Le rappeur qui va faire scandale
Cet automne, nombre de rappeurs se sont engagés pour ramener la paix dans les banlieues. Alibi Montana préfère l’option " racaille ". Le mois prochain, cet artiste de rue, originaire de la cité des 4000 à La Courneuve, sort un disque qui, à coup sûr, va créer la polémique. Dans un de ses titres, Aucun Changement, il interpelle violemment le ministre de l’Intérieur : Nicolas t’ouvres ta gueule tu fais du bruit pour rien/ Tu fais la racaille à la mort/ Putain, personne te craint/ Le bitume t’a montré qu’il faut pas l’insulter/ Continue ce bras de fer et tu vas te faire buter.

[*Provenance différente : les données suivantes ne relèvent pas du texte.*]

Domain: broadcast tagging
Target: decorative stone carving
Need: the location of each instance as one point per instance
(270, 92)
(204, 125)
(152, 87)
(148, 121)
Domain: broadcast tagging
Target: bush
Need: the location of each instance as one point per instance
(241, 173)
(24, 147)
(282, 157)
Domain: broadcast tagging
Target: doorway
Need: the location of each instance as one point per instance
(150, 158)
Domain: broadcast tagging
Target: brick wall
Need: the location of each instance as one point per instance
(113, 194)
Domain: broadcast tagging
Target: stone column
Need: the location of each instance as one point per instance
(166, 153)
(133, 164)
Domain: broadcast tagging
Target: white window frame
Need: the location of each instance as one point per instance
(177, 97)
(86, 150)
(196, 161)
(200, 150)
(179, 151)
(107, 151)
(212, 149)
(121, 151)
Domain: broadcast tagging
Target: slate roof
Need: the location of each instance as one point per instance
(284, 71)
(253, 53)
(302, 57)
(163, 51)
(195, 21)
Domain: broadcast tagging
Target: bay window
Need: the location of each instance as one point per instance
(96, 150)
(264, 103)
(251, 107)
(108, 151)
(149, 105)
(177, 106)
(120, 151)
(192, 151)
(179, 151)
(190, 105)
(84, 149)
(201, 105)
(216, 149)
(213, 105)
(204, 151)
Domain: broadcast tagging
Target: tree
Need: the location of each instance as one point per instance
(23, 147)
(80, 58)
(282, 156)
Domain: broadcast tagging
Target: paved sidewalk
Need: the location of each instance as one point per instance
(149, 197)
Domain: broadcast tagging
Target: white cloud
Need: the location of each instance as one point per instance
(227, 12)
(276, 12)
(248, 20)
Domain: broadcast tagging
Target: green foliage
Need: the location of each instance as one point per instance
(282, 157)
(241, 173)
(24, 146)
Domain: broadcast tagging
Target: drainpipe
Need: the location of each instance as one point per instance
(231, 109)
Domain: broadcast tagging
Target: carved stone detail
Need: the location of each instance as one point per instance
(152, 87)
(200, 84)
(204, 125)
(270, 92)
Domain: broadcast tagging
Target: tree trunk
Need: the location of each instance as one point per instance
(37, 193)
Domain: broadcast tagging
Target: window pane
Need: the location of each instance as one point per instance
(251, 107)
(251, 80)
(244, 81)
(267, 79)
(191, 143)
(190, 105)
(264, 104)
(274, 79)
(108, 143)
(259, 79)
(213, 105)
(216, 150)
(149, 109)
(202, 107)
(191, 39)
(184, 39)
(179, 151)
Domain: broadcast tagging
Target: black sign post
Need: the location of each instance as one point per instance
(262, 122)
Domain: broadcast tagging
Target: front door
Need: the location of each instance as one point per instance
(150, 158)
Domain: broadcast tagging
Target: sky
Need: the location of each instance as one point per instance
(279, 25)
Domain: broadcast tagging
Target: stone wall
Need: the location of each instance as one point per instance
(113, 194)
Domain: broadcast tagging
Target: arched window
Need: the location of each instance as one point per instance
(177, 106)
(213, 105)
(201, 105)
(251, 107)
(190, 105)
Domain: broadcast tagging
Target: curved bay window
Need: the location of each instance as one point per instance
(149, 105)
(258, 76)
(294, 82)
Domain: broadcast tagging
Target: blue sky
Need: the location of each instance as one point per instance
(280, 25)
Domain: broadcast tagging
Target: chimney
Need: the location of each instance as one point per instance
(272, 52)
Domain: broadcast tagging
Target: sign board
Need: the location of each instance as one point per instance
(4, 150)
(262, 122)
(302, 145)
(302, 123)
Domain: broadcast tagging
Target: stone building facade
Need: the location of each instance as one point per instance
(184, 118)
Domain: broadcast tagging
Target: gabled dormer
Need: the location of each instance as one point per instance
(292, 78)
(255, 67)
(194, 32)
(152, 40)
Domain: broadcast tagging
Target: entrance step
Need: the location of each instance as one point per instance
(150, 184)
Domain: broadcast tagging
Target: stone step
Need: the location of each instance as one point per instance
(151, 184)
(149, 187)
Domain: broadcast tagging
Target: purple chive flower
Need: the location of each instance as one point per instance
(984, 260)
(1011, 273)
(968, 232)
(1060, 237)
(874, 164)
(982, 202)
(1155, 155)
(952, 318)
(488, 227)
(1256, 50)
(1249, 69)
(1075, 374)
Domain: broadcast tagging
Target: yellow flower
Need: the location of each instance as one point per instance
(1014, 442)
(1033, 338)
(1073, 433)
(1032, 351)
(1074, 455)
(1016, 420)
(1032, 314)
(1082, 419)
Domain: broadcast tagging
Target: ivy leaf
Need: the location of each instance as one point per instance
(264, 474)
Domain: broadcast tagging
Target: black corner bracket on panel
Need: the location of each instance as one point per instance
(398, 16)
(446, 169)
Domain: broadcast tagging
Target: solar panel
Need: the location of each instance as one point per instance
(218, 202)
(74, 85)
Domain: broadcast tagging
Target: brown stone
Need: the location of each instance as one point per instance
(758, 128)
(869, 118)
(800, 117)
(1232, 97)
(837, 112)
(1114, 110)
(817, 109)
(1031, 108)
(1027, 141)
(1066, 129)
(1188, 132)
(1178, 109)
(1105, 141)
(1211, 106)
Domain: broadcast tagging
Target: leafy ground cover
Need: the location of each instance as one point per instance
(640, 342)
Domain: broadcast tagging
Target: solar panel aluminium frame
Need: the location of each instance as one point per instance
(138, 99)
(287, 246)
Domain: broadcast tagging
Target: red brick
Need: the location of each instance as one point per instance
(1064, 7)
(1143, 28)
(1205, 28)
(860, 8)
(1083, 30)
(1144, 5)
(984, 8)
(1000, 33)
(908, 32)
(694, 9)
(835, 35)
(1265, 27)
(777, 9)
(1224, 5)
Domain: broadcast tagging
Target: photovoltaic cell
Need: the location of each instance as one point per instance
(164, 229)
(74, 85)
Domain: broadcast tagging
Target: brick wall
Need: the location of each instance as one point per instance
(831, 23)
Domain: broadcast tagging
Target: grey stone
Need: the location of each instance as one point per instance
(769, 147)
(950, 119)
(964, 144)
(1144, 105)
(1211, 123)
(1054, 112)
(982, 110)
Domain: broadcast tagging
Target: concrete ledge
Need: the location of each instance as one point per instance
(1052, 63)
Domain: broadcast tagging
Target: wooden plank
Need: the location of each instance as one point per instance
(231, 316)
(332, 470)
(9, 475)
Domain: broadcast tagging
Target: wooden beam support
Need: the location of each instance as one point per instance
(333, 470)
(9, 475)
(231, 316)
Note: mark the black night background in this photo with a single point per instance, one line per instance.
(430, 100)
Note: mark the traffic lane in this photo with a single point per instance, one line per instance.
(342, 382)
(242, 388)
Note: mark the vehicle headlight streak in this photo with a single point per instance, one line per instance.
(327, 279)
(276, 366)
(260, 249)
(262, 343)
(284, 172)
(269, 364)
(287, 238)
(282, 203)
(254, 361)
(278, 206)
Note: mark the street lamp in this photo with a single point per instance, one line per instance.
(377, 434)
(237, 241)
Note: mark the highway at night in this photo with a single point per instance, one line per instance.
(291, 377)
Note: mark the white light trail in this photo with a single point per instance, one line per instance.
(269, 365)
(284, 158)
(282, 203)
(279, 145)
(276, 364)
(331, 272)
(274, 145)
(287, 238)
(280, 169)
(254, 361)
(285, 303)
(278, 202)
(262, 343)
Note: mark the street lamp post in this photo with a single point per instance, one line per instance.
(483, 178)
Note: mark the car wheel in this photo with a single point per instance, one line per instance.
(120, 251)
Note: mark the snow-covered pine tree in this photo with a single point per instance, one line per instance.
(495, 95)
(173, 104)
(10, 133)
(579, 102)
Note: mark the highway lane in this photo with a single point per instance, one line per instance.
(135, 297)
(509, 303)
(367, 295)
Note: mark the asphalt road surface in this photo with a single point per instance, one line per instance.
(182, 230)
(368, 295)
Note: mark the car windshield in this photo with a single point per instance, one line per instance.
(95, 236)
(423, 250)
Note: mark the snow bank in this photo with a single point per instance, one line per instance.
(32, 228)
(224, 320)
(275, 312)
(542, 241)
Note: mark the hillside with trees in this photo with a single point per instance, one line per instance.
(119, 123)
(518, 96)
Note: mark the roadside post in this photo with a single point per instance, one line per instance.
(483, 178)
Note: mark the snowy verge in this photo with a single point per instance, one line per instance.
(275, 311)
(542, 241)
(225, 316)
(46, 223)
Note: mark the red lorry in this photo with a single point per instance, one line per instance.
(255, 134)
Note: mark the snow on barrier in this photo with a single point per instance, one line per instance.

Jamais, dans l’histoire du rap français, un ministre n’a été interpellé de manière aussi frontale. Né à Haïti, arrivé en France à l’âge de 3 ans, le rappeur, condamné en 1999 à trois ans de prison pour tentative d’homicide, incarne la tendance dure " hardcore " du rap. Son dernier album s’est écoulé à 50 000 exemplaires. Il se défend de toute incitation à la violence : " Au contraire, je lui rends service. Sarkozy ne s’imagine pas à quel point il est haï dans les banlieues. " Pourtant, sur le même morceau, son complice, le rappeur Zone, s’affiche " dealer le jour et pyromane de nuit " et affirme vouloir " changer les CRS en torches humaines ".
Alibi Montana Risque-t-il des poursuites ?
En décembre, 200 parlementaires ont demandé au garde des Sceaux d’engager une action pénale contre sept textes de rap accusés d’inciter au racisme antiBlanc et à la haine de la France. En 2002 et 2003, les groupes La Rumeur et Sniper avaient été poursuivis en justice par le ministre de l’Intérieur pour " diffamation publique envers la police nationale " et incitation au racisme et à l’antisémitisme. Dans les deux cas, les deux groupes mis en cause avaient été relaxés. Les dernières condamnations remontent à dix ans : Ministère Amer en 1995 pour incitation à la haine raciale et NTM pour outrage à la police.